Keunggulan lain yang tak kalah penting adalah daya tahan tubuh ayam KUB yang kuat terhadap berbagai penyakit, termasuk flu burung, serta tingkat kematian anak ayam yang rendah, di bawah 5%. Ini sangat krusial untuk menekan kerugian para peternak. Ditambah lagi, konversi pakan KUB yang efisien, hanya sekitar 3,8 kg untuk menghasilkan 1 kg telur, berarti peternak bisa lebih hemat biaya operasional. Inovasi bahkan terus berlanjut dengan kehadiran KUB 2 'JANAKA' yang menawarkan produktivitas telur hingga 200 butir per tahun dan sifat mengeram yang lebih rendah, menjadikannya pilihan menarik bagi peternak di Balongpanggang yang ingin berinvestasi pada bibit unggul.

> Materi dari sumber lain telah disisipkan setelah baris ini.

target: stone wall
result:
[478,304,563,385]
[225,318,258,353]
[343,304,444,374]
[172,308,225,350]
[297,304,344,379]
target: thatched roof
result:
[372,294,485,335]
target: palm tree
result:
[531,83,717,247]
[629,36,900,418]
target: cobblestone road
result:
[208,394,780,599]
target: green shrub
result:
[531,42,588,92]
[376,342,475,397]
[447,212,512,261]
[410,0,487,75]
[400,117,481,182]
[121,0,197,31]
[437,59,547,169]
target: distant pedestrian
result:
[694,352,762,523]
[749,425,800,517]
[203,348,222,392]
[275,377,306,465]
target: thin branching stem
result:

Dengan segudang keunggulan yang ditawarkan, tidak heran jika bibit anak ayam KUB menjadi komoditas panas di Balongpanggang. Potensi peningkatan keuntungan dan efisiensi produksi menjadikannya investasi yang menjanjikan. Bagi para peternak di Balongpanggang, mempertimbangkan ayam KUB adalah langkah strategis untuk memajukan usaha peternakan mereka di masa depan.